Recently, I studied DNA methylation and deep learning in school Thesis github address , when learning deep learning, I found that many knowledge of machine learning are forgotten. I wrote this series of articles mainly to take a note.
preface
DNA methylation is a form of DNA chemical modification, which can change genetic performance without changing DNA sequence. DNA methylation refers to the covalent binding of a methyl group at the cytosine 5 carbon position of CpG dinucleotide in the genome under the action of DNA methyltransferase. Simply put, it is to add a methyl group to the C base in the CPG site. CpG site is a site composed of C base, p phosphate group and G base on a single chain
1, Selection of partitioned data sets
- Set aside method
- Cross validation
- Self help method
2, Principle
1. Set aside method
The set aside method is to simply divide the data set into two mutually exclusive sets. During the division, we need to ensure the consistency of the data distribution of the divided set. Generally, layered sampling is adopted, and multiple random divisions are carried out to return the average of multiple results.
2. Cross validation
We will use the data set D D D divided into k k k mutually exclusive subsets of the same size. Each subset ensures the consistency of data distribution as much as possible, and then uses k − 1 k-1 The union of k − 1 subsets is used as the training set, and the remaining subsets are used as the test set k k k training results. When k k When k is equal to the number of samples, we become to leave one method, which is often closer to the real result, but the time cost is large.
3. Self help method
We start from the dataset D D Select a sample randomly from D and put it into D t e s t D^{test} In Dtest, put the sample back into the D D In D, this process is repeated m m m times, such a part of the data will D t e s t D^{test} Dtest appears repeatedly, but some samples do not appear. This method is mainly used when the data set is small and it is difficult to divide the training set and the test set.
3. Code
Import related libraries
from sklearn.model_selection import train_test_split from sklearn.model_selection import KFold from sklearn.utils import resample import pandas as pd import h5py as h5 import numpy as np import random
Read the data file and get the name of the data
source_data = h5.File(r"C:\Users\***\Desktop\c1_000000-001000.h5", 'r') names = list(source_data['inputs']['cpg'].keys())

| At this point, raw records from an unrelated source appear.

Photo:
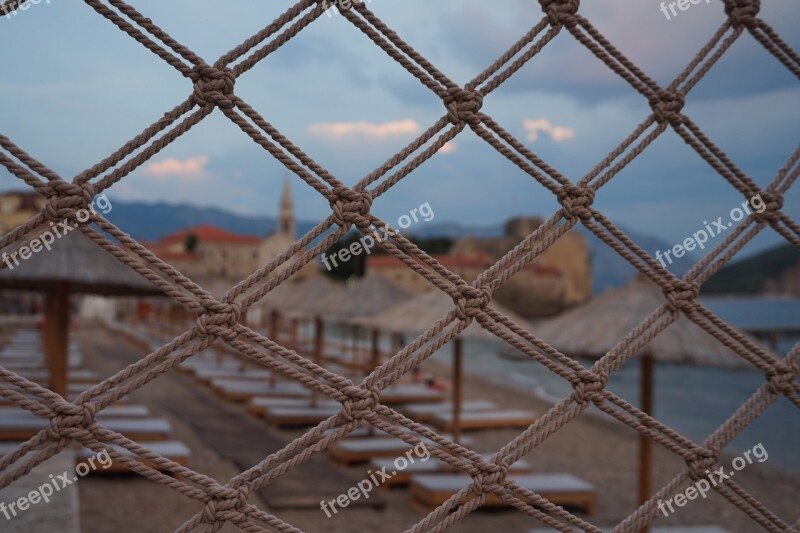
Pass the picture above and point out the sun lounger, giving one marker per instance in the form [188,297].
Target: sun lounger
[112,411]
[410,394]
[498,419]
[141,429]
[243,390]
[175,451]
[663,529]
[301,416]
[430,491]
[423,412]
[352,451]
[431,466]
[74,361]
[40,375]
[207,375]
[260,406]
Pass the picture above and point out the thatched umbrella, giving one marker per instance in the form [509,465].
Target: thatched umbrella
[415,316]
[369,296]
[74,264]
[591,330]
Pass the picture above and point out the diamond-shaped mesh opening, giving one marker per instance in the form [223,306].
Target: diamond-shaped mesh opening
[218,319]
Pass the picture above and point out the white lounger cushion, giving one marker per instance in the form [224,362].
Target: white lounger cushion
[113,411]
[435,408]
[119,425]
[268,403]
[433,465]
[563,483]
[500,415]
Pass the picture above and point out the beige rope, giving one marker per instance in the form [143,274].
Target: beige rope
[213,86]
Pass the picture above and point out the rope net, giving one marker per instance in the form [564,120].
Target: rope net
[213,88]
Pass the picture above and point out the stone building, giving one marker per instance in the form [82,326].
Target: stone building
[210,254]
[559,278]
[17,207]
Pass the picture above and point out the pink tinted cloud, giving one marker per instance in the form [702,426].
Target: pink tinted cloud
[541,125]
[193,167]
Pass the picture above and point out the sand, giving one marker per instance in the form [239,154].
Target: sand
[593,448]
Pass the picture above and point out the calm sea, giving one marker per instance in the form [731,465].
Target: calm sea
[692,400]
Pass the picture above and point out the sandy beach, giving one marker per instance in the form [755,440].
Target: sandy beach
[594,449]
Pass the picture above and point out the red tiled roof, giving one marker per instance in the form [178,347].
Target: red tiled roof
[177,256]
[207,233]
[543,270]
[481,260]
[389,261]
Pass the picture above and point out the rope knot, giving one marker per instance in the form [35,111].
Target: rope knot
[64,199]
[575,202]
[350,206]
[561,11]
[588,386]
[472,301]
[219,319]
[71,421]
[681,296]
[463,107]
[488,477]
[213,86]
[700,461]
[360,403]
[742,11]
[667,106]
[225,503]
[780,377]
[773,203]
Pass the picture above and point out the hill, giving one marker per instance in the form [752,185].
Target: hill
[151,221]
[751,275]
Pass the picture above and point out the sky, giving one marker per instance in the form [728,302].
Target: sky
[74,88]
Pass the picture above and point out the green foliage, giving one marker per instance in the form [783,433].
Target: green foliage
[748,276]
[190,245]
[356,265]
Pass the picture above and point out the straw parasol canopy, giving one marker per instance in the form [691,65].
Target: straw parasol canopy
[76,260]
[303,299]
[603,321]
[417,315]
[591,330]
[368,296]
[74,264]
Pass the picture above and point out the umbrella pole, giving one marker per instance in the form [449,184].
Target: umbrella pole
[645,443]
[273,332]
[376,361]
[456,389]
[56,337]
[319,340]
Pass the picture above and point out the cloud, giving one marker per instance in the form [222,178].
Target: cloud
[194,167]
[448,148]
[340,130]
[542,125]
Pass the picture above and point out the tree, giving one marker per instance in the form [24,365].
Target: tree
[190,245]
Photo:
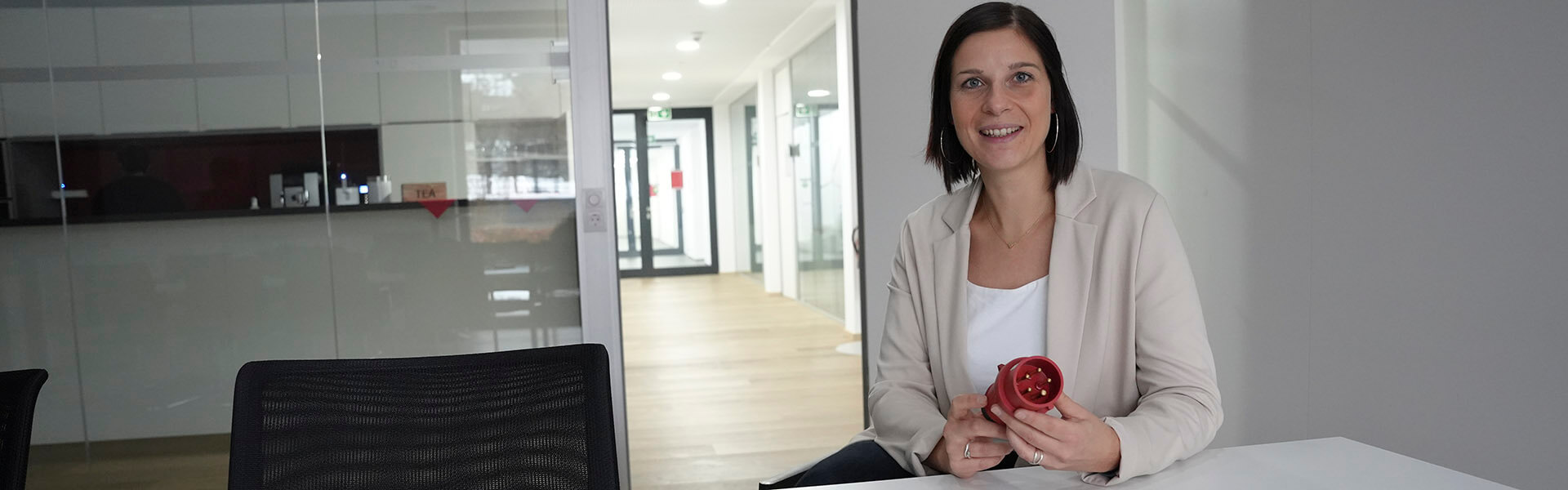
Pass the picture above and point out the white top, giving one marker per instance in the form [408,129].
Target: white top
[1327,464]
[1004,324]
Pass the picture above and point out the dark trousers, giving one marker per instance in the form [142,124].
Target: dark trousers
[862,462]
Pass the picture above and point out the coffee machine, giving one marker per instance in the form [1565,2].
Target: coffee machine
[295,190]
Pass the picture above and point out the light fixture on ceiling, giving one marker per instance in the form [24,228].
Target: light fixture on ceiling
[690,44]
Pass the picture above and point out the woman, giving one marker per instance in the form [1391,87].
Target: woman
[969,287]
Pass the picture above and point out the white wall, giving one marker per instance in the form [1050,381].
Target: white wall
[1372,200]
[898,51]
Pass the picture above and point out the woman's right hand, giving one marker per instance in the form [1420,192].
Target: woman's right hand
[968,428]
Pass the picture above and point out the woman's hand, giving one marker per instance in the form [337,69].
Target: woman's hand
[968,428]
[1078,440]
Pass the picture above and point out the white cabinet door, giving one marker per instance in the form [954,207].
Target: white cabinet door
[149,105]
[422,96]
[421,27]
[350,100]
[238,33]
[27,40]
[30,110]
[231,33]
[509,95]
[349,30]
[145,35]
[429,153]
[242,102]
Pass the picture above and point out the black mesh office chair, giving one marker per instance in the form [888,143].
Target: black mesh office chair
[535,418]
[18,399]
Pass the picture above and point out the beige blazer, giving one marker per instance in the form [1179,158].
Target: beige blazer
[1123,323]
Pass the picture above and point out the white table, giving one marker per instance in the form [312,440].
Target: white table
[1313,464]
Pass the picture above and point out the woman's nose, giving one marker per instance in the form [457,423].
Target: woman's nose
[996,102]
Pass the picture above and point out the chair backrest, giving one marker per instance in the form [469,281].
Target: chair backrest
[18,399]
[537,418]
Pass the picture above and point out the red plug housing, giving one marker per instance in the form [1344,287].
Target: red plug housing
[1027,382]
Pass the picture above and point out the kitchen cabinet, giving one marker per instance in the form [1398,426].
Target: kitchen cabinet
[145,35]
[27,40]
[32,112]
[242,102]
[422,96]
[235,33]
[430,153]
[149,105]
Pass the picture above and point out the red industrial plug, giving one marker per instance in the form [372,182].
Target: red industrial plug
[1027,382]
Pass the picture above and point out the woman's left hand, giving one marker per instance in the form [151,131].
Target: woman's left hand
[1076,442]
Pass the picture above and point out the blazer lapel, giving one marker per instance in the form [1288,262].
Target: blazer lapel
[1071,265]
[952,274]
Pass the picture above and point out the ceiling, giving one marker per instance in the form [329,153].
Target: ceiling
[644,37]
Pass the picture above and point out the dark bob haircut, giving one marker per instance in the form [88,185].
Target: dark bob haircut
[949,156]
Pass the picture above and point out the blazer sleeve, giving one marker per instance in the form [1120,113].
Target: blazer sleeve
[905,413]
[1178,394]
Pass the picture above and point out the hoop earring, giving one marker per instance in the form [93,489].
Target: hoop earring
[1054,122]
[941,146]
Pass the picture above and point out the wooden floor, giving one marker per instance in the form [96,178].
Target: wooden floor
[725,385]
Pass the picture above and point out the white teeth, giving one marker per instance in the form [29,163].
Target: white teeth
[1000,132]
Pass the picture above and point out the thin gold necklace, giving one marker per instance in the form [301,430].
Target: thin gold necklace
[998,228]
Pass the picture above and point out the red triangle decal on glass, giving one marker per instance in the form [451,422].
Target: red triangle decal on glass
[439,206]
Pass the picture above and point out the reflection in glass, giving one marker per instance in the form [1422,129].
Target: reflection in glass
[627,192]
[233,176]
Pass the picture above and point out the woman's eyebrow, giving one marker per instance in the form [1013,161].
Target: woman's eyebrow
[976,71]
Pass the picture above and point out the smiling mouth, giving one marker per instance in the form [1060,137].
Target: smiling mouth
[1000,132]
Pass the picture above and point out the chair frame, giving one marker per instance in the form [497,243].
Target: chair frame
[247,426]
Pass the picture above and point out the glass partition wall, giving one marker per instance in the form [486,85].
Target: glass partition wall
[819,136]
[190,185]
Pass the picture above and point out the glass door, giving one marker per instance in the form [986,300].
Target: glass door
[666,192]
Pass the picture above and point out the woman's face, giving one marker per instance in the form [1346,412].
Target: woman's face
[1000,100]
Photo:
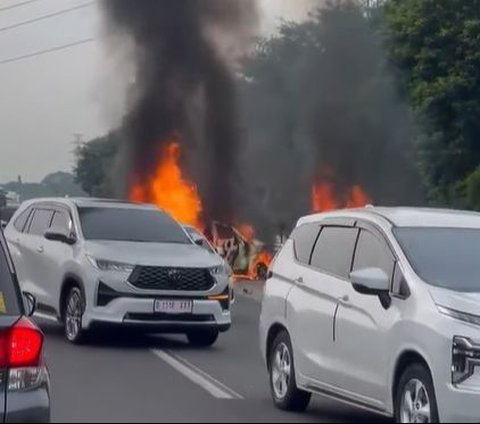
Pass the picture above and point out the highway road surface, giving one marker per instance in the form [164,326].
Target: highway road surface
[127,378]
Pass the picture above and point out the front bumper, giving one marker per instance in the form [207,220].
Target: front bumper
[459,405]
[139,312]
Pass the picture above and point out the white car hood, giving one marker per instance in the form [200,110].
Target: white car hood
[458,301]
[152,254]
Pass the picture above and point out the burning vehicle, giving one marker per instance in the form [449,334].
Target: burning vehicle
[247,256]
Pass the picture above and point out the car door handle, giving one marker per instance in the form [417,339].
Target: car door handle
[299,280]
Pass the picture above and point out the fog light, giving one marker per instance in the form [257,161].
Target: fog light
[465,357]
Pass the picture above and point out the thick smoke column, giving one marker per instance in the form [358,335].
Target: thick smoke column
[184,88]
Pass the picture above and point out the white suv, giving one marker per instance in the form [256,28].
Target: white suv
[378,308]
[96,262]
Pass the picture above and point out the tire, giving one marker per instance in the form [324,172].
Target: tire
[73,310]
[262,271]
[286,395]
[203,338]
[416,379]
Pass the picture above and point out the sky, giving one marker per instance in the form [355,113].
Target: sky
[45,100]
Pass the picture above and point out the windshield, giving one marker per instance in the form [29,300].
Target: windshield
[444,257]
[129,224]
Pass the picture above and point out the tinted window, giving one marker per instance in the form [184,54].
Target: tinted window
[444,257]
[22,219]
[130,224]
[61,220]
[334,250]
[40,221]
[373,252]
[9,304]
[400,286]
[304,237]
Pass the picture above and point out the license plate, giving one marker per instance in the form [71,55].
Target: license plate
[163,306]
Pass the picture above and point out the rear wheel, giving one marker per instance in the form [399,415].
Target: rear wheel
[203,338]
[73,309]
[286,395]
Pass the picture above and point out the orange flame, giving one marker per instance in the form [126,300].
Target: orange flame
[169,190]
[247,231]
[323,198]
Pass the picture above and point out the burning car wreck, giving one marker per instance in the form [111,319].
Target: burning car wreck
[248,257]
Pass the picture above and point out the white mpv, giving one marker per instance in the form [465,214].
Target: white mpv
[93,263]
[378,308]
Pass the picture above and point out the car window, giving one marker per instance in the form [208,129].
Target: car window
[9,302]
[61,220]
[333,251]
[40,221]
[22,219]
[304,238]
[400,285]
[372,252]
[130,224]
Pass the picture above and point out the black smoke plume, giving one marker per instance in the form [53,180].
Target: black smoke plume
[184,89]
[321,106]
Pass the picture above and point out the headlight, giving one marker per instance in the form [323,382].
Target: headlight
[465,358]
[218,270]
[461,316]
[105,265]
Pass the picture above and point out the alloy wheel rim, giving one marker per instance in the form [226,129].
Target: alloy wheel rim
[416,407]
[73,316]
[281,371]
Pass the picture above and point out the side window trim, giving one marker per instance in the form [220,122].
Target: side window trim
[377,232]
[336,225]
[310,257]
[28,212]
[318,228]
[28,224]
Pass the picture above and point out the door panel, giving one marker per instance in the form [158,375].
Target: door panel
[361,343]
[362,326]
[312,307]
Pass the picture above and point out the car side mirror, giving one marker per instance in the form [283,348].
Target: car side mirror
[370,281]
[30,303]
[58,234]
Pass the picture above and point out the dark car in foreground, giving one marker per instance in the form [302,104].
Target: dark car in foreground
[24,379]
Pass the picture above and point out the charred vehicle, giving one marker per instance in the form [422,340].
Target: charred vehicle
[247,256]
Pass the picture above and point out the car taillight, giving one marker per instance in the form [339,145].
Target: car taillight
[21,354]
[21,345]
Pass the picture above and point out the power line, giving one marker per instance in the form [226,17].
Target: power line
[44,17]
[46,51]
[14,6]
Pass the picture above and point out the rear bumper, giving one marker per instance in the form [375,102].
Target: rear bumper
[32,406]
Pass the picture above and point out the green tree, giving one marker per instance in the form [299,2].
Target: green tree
[95,161]
[436,46]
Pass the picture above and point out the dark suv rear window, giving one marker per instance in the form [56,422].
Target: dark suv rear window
[9,302]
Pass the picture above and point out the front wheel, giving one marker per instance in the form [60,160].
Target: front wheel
[262,271]
[286,395]
[203,338]
[74,308]
[415,397]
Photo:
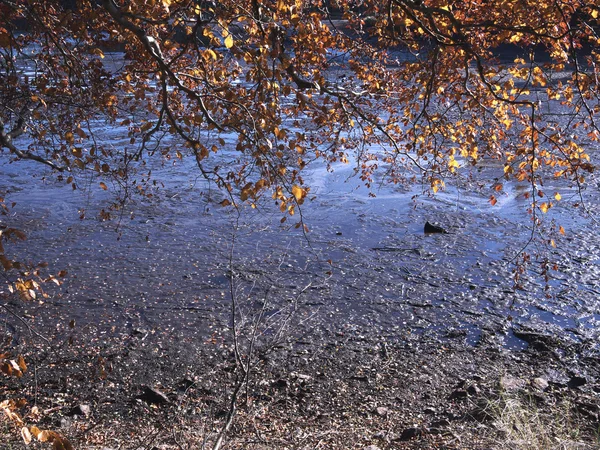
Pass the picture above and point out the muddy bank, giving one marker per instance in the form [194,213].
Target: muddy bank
[348,390]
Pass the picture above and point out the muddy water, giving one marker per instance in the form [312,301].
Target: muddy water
[366,267]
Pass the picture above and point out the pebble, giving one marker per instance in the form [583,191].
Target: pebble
[540,383]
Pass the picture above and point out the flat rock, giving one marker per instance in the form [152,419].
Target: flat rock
[510,383]
[540,383]
[458,394]
[410,433]
[81,410]
[382,411]
[153,396]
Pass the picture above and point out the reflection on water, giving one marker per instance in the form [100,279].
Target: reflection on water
[166,263]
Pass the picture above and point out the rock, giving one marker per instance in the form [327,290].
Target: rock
[410,433]
[382,411]
[576,382]
[153,396]
[429,228]
[81,410]
[540,383]
[458,394]
[473,390]
[510,383]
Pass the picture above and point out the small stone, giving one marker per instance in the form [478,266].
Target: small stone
[382,411]
[81,410]
[458,394]
[429,228]
[540,383]
[153,396]
[576,382]
[381,435]
[510,383]
[473,390]
[411,433]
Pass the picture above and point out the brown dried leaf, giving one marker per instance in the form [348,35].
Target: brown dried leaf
[26,435]
[21,363]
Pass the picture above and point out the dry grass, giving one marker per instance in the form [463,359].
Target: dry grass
[519,424]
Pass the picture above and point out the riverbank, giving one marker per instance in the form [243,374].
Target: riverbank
[151,389]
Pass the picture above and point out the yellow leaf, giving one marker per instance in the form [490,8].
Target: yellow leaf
[298,192]
[26,435]
[21,363]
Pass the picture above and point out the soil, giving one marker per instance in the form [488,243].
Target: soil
[344,390]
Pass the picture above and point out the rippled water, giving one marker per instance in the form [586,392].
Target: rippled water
[165,265]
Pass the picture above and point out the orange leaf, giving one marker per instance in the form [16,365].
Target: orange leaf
[26,435]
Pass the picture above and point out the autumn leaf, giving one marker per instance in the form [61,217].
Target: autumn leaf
[26,435]
[298,192]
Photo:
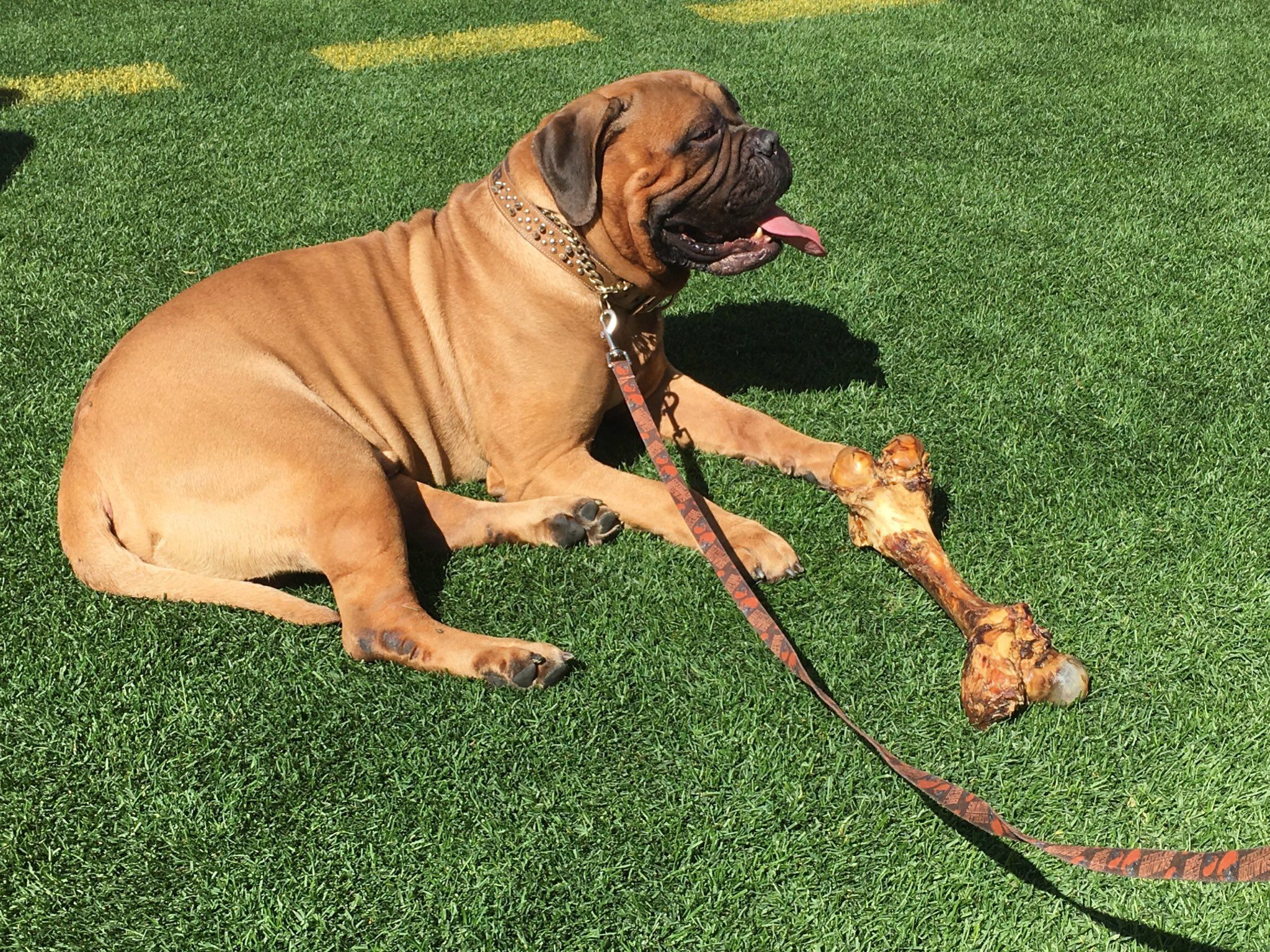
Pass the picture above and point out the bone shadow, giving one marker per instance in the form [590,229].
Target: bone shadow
[16,145]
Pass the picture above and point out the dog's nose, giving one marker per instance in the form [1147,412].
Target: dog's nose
[766,143]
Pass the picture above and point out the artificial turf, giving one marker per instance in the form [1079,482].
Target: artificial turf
[1049,225]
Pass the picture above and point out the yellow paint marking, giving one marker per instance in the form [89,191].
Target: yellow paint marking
[757,11]
[118,80]
[454,46]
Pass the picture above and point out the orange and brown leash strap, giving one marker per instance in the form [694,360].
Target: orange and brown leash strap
[1232,866]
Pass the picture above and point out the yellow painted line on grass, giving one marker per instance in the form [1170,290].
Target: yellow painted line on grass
[116,80]
[758,11]
[454,46]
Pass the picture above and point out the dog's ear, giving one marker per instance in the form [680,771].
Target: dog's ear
[567,151]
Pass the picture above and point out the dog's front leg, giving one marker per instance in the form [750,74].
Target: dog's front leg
[694,416]
[644,504]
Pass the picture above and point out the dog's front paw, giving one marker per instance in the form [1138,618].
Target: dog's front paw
[761,553]
[584,521]
[522,664]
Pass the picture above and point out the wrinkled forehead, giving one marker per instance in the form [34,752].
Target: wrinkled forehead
[664,105]
[676,96]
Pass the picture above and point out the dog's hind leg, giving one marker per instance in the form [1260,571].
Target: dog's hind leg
[437,518]
[358,542]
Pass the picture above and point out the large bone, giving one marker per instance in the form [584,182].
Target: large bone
[1010,662]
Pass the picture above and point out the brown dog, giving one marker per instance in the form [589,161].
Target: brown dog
[299,412]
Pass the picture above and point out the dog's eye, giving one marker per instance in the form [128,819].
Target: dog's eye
[705,136]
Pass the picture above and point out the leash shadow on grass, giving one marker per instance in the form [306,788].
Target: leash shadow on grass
[16,145]
[1026,871]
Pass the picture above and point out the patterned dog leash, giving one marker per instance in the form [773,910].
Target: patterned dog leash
[1230,866]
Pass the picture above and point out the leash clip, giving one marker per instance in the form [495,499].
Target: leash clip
[607,325]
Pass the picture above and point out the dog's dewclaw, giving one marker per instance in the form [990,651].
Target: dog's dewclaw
[1010,661]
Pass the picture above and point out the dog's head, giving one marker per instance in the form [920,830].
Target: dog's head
[673,173]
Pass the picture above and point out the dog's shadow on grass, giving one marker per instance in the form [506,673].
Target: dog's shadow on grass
[776,345]
[16,145]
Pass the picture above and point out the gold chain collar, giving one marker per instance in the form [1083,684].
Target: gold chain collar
[558,240]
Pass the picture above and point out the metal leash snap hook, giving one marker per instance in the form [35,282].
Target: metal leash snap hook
[607,325]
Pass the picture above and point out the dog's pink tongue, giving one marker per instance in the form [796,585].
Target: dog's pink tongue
[804,238]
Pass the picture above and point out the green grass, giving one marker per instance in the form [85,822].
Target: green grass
[1049,225]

Construct a container for storing data
column = [] for i in range(50): name = 'state%s' % i column.append(name) for i in range(50): name = 'dist%s' % i column.append(name) df_empty = data_all = pd.DataFrame(np.random.randn(5000, len(column)), columns=column)
Read data
features = ['dist', 'state'] for i, j in enumerate(names): features1 = np.array(source_data['inputs']['cpg'][j]['state']) features2 = np.array(source_data['inputs']['cpg'][j]['dist']) row = list(range(i*1000, i*1000+1000)) df_empty.loc[row, column[0:50]] = np.array(features1) df_empty.loc[row, column[50:100]] = np.array(features2)
Read label
df_empty_label = data_all = pd.DataFrame() for i, j in enumerate(names): laebl = source_data['outputs']['cpg'][j] df_empty_label[j] = laebl
Fill in missing values with random methylation status
for i in range(len(df_empty_label.values)): for j in range(len(df_empty_label.values[i])): if df_empty_label.values[i][j] == -1: df_empty_label.values[i][j] = random.choice([0, 1])
Partition data set by method
train_test_split()
Parameters
- 10: Data to be divided
- y: Label corresponding to the data
- test_size: proportion of test set
- train_size: proportion of training set
- random_state: random seed
x = list(df_empty_label) y = [] for i in x: y.extend(df_empty_label[i].values.tolist()) X = df_empty.values X_train,X_test, y_train, y_test = train_test_split(X, y, test_size=0.3, random_state=0, shuffle=True) print(len(X_train) / (len(X_test) + len(X_train))) <<< 0.7
KFold
Parameters
- n_ Splits: the value of K for k-fold cross validation
- shuffle: mixed washing
- random_state: random seed
Ditto, use cross validation to divide the data set
kf = KFold(n_splits=10) y = np.array(y) count = 0 for train_index, test_index in kf.split(X): print('The first{}Secondary cross validation'.format(count + 1)) X_train, X_test = X[train_index], X[test_index] y_train, y_test = y[train_index], y[test_index] count = count + 1 <<< 1st cross validation <<< Second cross validation <<< 3rd cross validation <<< 4th cross validation <<< 5th cross validation <<< 6th cross validation <<< 7th cross validation <<< 8th cross validation <<< 9th cross validation <<< 10th cross validation
Self help method
D1_train = [] y1_train = [] for i in range(1000): X1, y1 = resample(X, y, n_samples=1) D1_train.append(X1) y1_train.append(y1) np.unique(D1_train) np.unique(y1_train)
summary
If you find a problem, I hope you can help me point it out.